How will Phillies handle center field with oft-injured Roman Quinn down again?

The Phillies are going through centerfielders as fast as they’re going through shortstops.

Roman Quinn, who went down with a strained right groin muscle in Wednesday night’s game in New York, was placed on the 10-day injured list Thursday. He was replaced on the roster by outfielder Dylan Cozens.

Quinn is going to be out a lot longer than 10 days. An MRI performed on Thursday afternoon revealed a Grade 2 strain, which is worse than a Grade 1 or mild strain. Quinn is a player who relies on the speed that his legs generate. The Phillies will be very cautious in bringing him back.

“I don’t know what the timetable is but it’s at least several weeks,” manager Gabe Kapler said.
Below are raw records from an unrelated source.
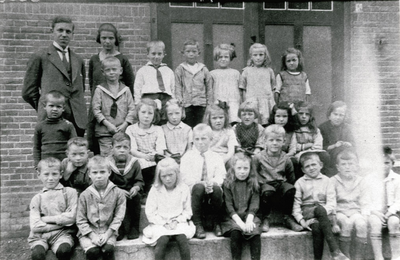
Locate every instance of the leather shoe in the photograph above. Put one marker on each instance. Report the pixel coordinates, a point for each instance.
(200, 233)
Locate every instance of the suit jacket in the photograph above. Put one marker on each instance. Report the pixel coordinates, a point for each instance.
(46, 72)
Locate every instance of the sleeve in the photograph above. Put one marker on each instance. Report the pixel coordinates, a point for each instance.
(97, 105)
(160, 143)
(151, 208)
(32, 81)
(68, 217)
(130, 117)
(317, 141)
(179, 84)
(228, 198)
(138, 85)
(127, 75)
(82, 220)
(119, 212)
(208, 82)
(278, 85)
(37, 144)
(330, 198)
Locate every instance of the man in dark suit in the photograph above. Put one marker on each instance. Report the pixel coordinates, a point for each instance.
(58, 68)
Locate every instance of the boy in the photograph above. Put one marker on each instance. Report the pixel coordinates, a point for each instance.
(155, 80)
(193, 84)
(113, 105)
(52, 134)
(386, 214)
(74, 169)
(127, 175)
(101, 209)
(349, 198)
(276, 177)
(52, 212)
(313, 202)
(204, 172)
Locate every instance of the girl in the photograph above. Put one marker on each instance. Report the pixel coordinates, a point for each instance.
(292, 83)
(226, 80)
(178, 135)
(248, 132)
(336, 132)
(168, 209)
(147, 139)
(224, 139)
(281, 114)
(258, 80)
(242, 200)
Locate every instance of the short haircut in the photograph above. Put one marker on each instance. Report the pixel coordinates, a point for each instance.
(120, 137)
(333, 106)
(110, 60)
(62, 19)
(49, 162)
(167, 164)
(174, 102)
(308, 156)
(55, 94)
(191, 42)
(108, 27)
(388, 152)
(203, 128)
(151, 103)
(98, 160)
(299, 55)
(78, 141)
(224, 47)
(153, 44)
(347, 155)
(248, 106)
(274, 129)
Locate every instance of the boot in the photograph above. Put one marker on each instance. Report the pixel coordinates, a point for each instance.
(376, 242)
(344, 245)
(395, 246)
(359, 249)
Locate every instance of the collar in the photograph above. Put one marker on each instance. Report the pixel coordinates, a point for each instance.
(172, 127)
(59, 48)
(58, 187)
(319, 176)
(122, 89)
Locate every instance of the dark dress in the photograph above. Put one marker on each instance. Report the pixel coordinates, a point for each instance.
(242, 200)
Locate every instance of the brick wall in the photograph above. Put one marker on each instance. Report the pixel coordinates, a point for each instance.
(25, 30)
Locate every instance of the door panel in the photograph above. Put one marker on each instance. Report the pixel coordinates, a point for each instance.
(317, 51)
(224, 33)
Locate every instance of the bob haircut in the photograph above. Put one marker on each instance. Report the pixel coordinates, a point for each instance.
(248, 106)
(211, 109)
(335, 105)
(267, 61)
(231, 177)
(299, 55)
(107, 27)
(224, 47)
(151, 103)
(50, 162)
(62, 19)
(167, 164)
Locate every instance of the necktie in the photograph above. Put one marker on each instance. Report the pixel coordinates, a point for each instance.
(159, 79)
(204, 176)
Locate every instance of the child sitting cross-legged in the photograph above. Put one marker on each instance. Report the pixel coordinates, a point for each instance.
(101, 209)
(204, 172)
(276, 177)
(168, 209)
(127, 175)
(52, 213)
(314, 201)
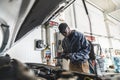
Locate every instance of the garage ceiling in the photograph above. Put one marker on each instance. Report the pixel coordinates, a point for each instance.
(110, 7)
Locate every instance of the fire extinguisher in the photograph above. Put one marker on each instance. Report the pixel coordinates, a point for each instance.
(47, 55)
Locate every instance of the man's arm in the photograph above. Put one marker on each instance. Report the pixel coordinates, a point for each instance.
(83, 53)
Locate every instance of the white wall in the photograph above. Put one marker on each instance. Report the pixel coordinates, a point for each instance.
(24, 50)
(100, 26)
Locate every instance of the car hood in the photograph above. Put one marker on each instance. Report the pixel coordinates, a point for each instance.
(31, 14)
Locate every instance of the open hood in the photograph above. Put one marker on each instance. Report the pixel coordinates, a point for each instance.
(30, 14)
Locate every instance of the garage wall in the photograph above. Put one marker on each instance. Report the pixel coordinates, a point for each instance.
(24, 50)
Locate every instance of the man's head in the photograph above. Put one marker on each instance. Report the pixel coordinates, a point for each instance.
(64, 29)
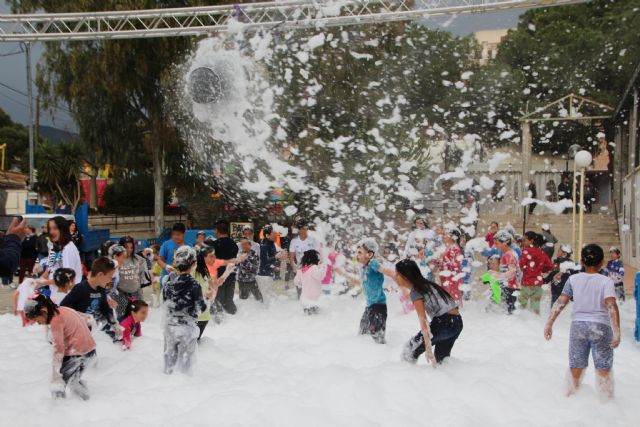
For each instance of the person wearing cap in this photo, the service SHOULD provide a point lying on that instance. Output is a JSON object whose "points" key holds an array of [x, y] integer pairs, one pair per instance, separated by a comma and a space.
{"points": [[184, 302], [301, 244], [73, 345], [247, 233], [269, 256], [615, 270], [168, 248], [550, 241]]}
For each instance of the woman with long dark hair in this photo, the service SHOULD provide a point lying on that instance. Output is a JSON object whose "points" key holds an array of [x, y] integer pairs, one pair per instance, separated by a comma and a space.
{"points": [[431, 302], [63, 253]]}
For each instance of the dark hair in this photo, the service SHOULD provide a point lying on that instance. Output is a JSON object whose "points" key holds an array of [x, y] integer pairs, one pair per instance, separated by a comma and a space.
{"points": [[410, 270], [592, 255], [222, 227], [65, 234], [201, 266], [134, 305], [62, 276], [179, 227], [102, 265], [104, 247], [310, 257], [34, 306]]}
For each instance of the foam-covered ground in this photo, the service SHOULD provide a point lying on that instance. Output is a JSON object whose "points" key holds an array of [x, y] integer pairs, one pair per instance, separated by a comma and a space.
{"points": [[278, 367]]}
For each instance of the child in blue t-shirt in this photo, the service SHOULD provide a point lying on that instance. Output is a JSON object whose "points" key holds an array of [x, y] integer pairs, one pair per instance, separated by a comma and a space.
{"points": [[374, 319], [615, 271]]}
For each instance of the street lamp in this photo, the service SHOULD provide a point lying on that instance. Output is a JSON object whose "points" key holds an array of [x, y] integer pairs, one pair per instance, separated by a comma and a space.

Quinn is the second centerfielder to go down in a week. Odubel Herrera went on the IL with a mild hamstring strain last week. He could be ready to return sometime next week, according to Kapler. Also in the last week, the Phils lost shortstops Scott Kingery and Jean Segura to hamstring injuries. Segura is expected back in the lineup Saturday or Sunday.

With Quinn and Herrera out, Aaron Altherr got the start in center field Thursday night. Kapler said it was possible that Andrew McCutchen could get some time in center in the next few days. That would allow seldom-used Nick Williams a chance to get a start in left field. It’s also possible that Cozens could help fill the breach in center. Williams played some center field two years ago, but Kapler does not seem inclined to use him there.

“I don’t want to say it’s off the table but it’s not at the front of my mind right now,” Kapler said. “I’d prefer to ease him back in in left field if we’re going to go that route.”

Quinn, three weeks shy of his 26th birthday, has been plagued by a long list of injuries since being selected by the Phillies in the second round of the 2011 draft.

He has missed significant time with a torn quadriceps, a torn Achilles tendon, a strained elbow ligament, a torn ligament in his middle finger, a concussion and a broken toe. He missed the start of this season while recovering from an oblique strain suffered in spring training.

“Same ol’, same ol’,” Quinn said Thursday. “I’ve never had [a groin] issue before. Put it on my list.”

Quinn, a 5-foot-9 inch package of lean muscle, has done about everything he can to avoid injuries. He spent the winter in Clearwater two years ago in a program dedicated to stretching. He’s had his diet analyzed.

Another injury, suffered running out a bunt, has left him very frustrated and it’s fair to wonder if he’ll ever be able to exhibit the durability needed to be an everyday player.

“Roman is not trying to get hurt,” Kapler said. “To his defense, he has done everything in his power to stay on the field and his body has just not cooperated. I feel terrible for him. He is an uber-talented individual. He’s got special talent. He’s as athletic as anyone on the field. He’s as fast as anyone on the field. He’s got speed, power, athleticism, quickness. We’re doing everything in our power to keep him healthy. I feel personally responsible for digging in and not leaving any stone unturned for helping him stay on the field.”